Floating-point signaling Compare (scalar). This instruction compares the two SIMD&FP source register values, or the first SIMD&FP source register value and zero. It writes the result to the PSTATE.{N, Z, C, V} flags.

If either operand is any type of NaN, or if either operand is a signaling NaN, the instruction raises an Invalid Operation exception.

A floating-point exception can be generated by this instruction. Depending on the settings in FPCR, the exception results in either a flag being set in FPSR, or a synchronous exception being generated. For more information, see Floating-point exception traps.

Depending on the settings in the CPACR_EL1, CPTR_EL2, and CPTR_EL3 registers, and the current Security state and Exception level, an attempt to execute the instruction might be trapped.

313029282726252423222120191817161514131211109876543210
00011110ftype1Rm001000Rn1x000
opc

Half-precision (ftype == 11 && opc == 10)
(Armv8.2)

FCMPE <Hn>, <Hm>

Half-precision, zero (ftype == 11 && Rm == (00000) && opc == 11)
(Armv8.2)

FCMPE <Hn>, #0.0

Single-precision (ftype == 00 && opc == 10)

FCMPE <Sn>, <Sm>

Single-precision, zero (ftype == 00 && Rm == (00000) && opc == 11)

FCMPE <Sn>, #0.0

Double-precision (ftype == 01 && opc == 10)

FCMPE <Dn>, <Dm>

Double-precision, zero (ftype == 01 && Rm == (00000) && opc == 11)

FCMPE <Dn>, #0.0

integer n = UInt(Rn);
integer m = UInt(Rm);    // ignored when opc<0> == '1'

integer datasize;
case ftype of
    when '00' datasize = 32;
    when '01' datasize = 64;
    when '10' UNDEFINED;
    when '11'
        if HaveFP16Ext() then
            datasize = 16;
        else
            UNDEFINED;

boolean signal_all_nans = (opc<1> == '1');
boolean cmp_with_zero = (opc<0> == '1');

Assembler Symbols

<Dn>

For the double-precision variant: is the 64-bit name of the first SIMD&FP source register, encoded in the "Rn" field.

For the double-precision, zero variant: is the 64-bit name of the SIMD&FP source register, encoded in the "Rn" field.

<Dm>

Is the 64-bit name of the second SIMD&FP source register, encoded in the "Rm" field.

<Hn>

For the half-precision variant: is the 16-bit name of the first SIMD&FP source register, encoded in the "Rn" field.

For the half-precision, zero variant: is the 16-bit name of the SIMD&FP source register, encoded in the "Rn" field.

<Hm>

Is the 16-bit name of the second SIMD&FP source register, encoded in the "Rm" field.

<Sn>

For the single-precision variant: is the 32-bit name of the first SIMD&FP source register, encoded in the "Rn" field.

For the single-precision, zero variant: is the 32-bit name of the SIMD&FP source register, encoded in the "Rn" field.

<Sm>

Is the 32-bit name of the second SIMD&FP source register, encoded in the "Rm" field.

NaNs

The IEEE 754 standard specifies that the result of a comparison is precisely one of <, ==, > or unordered.
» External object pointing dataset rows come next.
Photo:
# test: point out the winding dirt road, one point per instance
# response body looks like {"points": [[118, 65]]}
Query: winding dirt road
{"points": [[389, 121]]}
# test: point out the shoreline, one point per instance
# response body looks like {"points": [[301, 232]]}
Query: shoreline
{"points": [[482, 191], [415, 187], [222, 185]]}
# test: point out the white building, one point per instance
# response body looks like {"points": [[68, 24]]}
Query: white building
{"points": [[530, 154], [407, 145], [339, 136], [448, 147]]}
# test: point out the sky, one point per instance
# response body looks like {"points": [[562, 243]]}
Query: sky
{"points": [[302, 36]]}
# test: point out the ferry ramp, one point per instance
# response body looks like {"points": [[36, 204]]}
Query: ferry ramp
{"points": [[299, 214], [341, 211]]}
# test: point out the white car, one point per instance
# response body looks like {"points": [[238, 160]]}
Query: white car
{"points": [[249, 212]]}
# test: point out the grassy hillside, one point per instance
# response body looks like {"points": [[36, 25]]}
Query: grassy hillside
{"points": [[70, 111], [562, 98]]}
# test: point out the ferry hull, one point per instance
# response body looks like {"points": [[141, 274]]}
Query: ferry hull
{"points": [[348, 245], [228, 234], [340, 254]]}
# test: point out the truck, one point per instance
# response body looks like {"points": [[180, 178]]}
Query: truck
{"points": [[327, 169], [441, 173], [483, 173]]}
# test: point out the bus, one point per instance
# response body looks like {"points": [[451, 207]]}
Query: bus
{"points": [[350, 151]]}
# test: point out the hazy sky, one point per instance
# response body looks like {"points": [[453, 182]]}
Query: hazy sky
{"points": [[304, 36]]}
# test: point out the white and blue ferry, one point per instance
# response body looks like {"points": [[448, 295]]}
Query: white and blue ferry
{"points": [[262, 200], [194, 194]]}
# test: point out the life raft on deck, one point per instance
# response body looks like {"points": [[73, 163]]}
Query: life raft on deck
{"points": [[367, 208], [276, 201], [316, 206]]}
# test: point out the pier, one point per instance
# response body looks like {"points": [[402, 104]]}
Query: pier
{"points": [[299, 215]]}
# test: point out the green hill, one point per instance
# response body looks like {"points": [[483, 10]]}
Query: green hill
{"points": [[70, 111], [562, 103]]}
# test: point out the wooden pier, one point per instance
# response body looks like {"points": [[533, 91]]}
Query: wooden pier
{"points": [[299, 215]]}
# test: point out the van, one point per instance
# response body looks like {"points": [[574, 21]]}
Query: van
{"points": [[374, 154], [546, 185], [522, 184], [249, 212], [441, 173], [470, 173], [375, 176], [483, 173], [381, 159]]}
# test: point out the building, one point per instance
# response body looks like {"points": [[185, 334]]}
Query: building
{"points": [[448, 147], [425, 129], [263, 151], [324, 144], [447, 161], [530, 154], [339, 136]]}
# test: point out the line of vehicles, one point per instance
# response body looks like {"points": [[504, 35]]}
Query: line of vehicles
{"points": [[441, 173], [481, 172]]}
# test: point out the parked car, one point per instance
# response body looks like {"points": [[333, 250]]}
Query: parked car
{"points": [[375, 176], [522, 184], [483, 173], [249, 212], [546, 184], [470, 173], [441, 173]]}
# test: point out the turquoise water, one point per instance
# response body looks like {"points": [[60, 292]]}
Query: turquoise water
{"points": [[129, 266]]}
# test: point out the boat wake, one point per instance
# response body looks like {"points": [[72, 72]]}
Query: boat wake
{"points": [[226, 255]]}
If either or both of the operands are NaNs, they are unordered, and all three of (Operand1 < Operand2), (Operand1 == Operand2) and (Operand1 > Operand2) are false. This case results in the FPSCR flags being set to N=0, Z=0, C=1, and V=1.

FCMPE raises an Invalid Operation exception if either operand is any type of NaN, and is suitable for testing for <, <=, >, >=, and other predicates that raise an exception when the operands are unordered.

Operation

CheckFPAdvSIMDEnabled64();

bits(datasize) operand1 = V[n];
bits(datasize) operand2;

operand2 = if cmp_with_zero then FPZero('0') else V[m];

PSTATE.<N,Z,C,V> = FPCompare(operand1, operand2, signal_all_nans, FPCR[]);